The ABC "Made in America" series of segments indeed made for good TV - challenging Smithsonian about its gift shop sourcing, daring an average American household to turn its possessions out for inspection, and collaring Everyman on the street daring them to strip down to American-made-only clothing if any right there in front of their candid cameras and all turning up at the short end.
However I'm not sure that I care too much for their in-your-face journalism.
Can we now turn the tables on them and ask them:
- Diane Sawyer - what is the car you drive? your desk, your computer where were they made? your roofing, carpetting, at home... give us an accounting! where was the scarf you wore made? the suit? the jewelry? the perfume, the lipstick?
- David Muir - hey is that name your own? or is it French? Scotch? and the suits you wear? the shoes? the car?
- And ABC - could we please find out how local your suppliers are?
It would be so much better if they would just do their real job as journalists.

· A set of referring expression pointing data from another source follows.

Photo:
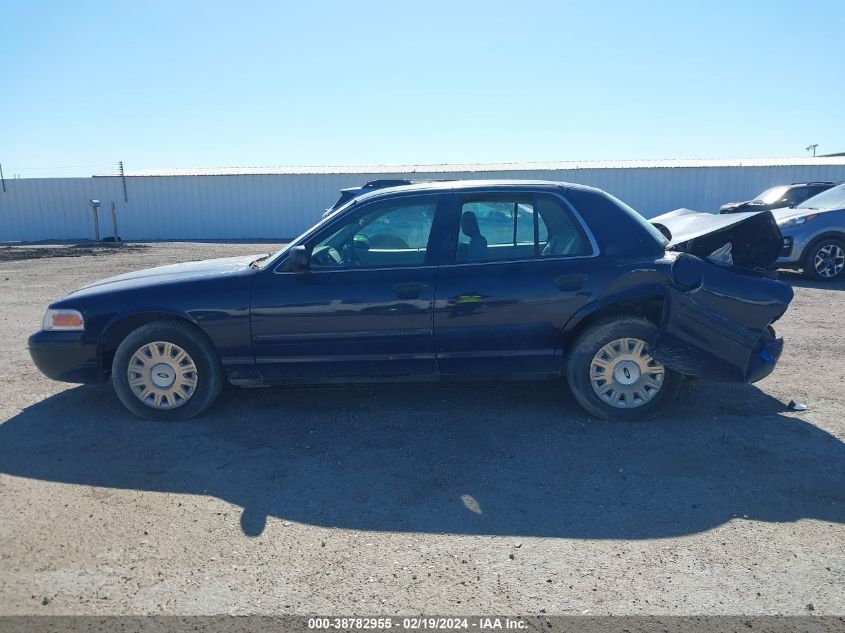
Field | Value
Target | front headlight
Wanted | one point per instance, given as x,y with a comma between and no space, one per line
796,221
62,321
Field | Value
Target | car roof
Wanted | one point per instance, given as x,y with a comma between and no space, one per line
458,185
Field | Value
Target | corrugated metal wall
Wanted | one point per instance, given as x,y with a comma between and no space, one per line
283,205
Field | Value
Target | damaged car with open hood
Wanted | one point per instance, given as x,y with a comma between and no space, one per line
442,281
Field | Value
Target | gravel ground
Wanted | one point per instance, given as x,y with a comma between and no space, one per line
406,499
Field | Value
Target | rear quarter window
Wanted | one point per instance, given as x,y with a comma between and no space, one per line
619,229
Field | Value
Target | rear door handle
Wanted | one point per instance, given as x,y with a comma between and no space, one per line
409,291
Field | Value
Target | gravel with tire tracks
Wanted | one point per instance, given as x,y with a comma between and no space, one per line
483,498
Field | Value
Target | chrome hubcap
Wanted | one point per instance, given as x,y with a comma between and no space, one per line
162,375
624,375
830,260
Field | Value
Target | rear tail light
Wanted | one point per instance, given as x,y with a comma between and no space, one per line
63,320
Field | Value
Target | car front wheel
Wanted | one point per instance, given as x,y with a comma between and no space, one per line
612,374
166,370
825,260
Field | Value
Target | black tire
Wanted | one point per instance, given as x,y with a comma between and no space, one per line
815,248
209,372
580,359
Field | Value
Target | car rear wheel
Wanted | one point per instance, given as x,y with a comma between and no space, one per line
612,374
166,370
825,260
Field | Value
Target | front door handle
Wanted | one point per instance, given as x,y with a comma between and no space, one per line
409,291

There are so many layers to this story that I wish they would spend the remaining segments on addressing those layers: for e.g.

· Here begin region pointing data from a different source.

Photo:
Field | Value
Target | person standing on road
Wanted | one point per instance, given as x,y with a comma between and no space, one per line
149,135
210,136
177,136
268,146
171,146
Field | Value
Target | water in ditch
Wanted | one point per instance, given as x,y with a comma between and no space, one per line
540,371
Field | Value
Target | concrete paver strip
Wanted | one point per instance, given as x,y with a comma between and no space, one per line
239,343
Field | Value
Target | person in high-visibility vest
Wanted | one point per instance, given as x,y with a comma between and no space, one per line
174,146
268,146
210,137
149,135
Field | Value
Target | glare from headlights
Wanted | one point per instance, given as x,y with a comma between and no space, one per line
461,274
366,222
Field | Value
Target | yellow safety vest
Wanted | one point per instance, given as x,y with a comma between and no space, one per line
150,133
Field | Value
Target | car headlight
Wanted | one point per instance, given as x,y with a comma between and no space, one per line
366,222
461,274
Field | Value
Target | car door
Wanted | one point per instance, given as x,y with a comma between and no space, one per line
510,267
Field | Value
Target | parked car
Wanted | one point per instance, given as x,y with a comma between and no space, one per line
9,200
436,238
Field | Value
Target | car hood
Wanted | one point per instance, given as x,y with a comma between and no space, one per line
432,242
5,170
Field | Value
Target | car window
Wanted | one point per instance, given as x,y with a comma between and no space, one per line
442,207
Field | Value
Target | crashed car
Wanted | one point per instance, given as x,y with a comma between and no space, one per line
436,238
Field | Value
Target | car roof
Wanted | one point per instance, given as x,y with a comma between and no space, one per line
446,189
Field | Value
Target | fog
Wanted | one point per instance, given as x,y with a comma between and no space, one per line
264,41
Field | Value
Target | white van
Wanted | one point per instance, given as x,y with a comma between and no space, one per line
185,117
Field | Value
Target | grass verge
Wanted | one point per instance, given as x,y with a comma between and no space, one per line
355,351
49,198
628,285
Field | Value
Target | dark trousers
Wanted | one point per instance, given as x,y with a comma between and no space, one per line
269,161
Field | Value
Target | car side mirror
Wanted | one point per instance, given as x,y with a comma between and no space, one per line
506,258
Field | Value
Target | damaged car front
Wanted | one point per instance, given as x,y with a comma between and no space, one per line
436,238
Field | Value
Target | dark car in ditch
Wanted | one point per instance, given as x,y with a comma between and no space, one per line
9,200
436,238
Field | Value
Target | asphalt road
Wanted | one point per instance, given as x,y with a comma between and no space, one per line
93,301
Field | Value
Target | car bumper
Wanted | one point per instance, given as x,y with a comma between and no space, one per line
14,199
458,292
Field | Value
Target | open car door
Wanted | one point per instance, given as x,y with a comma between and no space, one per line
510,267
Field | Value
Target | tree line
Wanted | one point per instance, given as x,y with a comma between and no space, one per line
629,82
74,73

- could they probe beyond the consumer level; is consumption at the business consumption level also all non-American? planes, trains, ships, tractors, elevators? perhaps we are ceding one type of production to the world, just so that we focus on where our country's value-add is greatest - is there enough mark-up and volume there in handmade furniture to keep all our demographics gainfully employed? if so we should all become hand-crafting carpenters and get the chinese out of the business of cheap machine made furniture, if not would we be better off learning the truth and redirecting our energies?

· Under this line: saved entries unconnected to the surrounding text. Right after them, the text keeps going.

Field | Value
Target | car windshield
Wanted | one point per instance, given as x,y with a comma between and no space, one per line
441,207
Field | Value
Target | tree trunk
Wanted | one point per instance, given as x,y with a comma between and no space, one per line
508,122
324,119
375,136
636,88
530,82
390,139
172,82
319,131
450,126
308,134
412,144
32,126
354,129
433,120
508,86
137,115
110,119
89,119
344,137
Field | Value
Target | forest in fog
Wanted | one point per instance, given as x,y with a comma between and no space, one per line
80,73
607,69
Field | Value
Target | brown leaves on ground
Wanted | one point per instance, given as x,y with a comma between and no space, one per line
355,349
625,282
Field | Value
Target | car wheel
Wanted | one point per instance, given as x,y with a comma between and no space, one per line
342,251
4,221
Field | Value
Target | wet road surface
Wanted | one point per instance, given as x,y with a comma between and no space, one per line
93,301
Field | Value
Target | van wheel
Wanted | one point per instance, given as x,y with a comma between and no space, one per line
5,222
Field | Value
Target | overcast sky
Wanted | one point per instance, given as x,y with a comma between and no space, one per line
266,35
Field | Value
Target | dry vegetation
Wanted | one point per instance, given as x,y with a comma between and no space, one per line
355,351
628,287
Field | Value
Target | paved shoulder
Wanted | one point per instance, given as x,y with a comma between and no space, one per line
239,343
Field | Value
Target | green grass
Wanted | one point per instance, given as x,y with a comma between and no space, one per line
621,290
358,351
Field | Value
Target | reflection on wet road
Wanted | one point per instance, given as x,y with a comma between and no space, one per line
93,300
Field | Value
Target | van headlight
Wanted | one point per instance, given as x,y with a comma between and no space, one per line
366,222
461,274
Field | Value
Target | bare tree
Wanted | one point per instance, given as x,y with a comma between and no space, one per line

- could they go beyond why America consumes so much more of goods produced outside but why does America consume so much at all? can we learn to live less largely, and within our means?
And then in this interconnected day and age, shouldn't we celebrate our so-very-healthy diversity of tastes and interests? granted much of the diversity is motivated by bargain-hunting, but some of it reflects our complete open-mindedness; I so love it when I walk into a World Market's store and can't tell whether I'm in my native India, or the Fisherman's Wharf at San Francisco where I first ran into one. And that is something that should be celebrated, something that the world, China, India, Brazil can emulate - for if they followed our lead and shut their markets to the rest of the world and to us, the whole world will very soon hear the giant sucking sound that Ross Perot (I never thought I'd be taking his name this reverentially!) talked about nearly 20 years ago!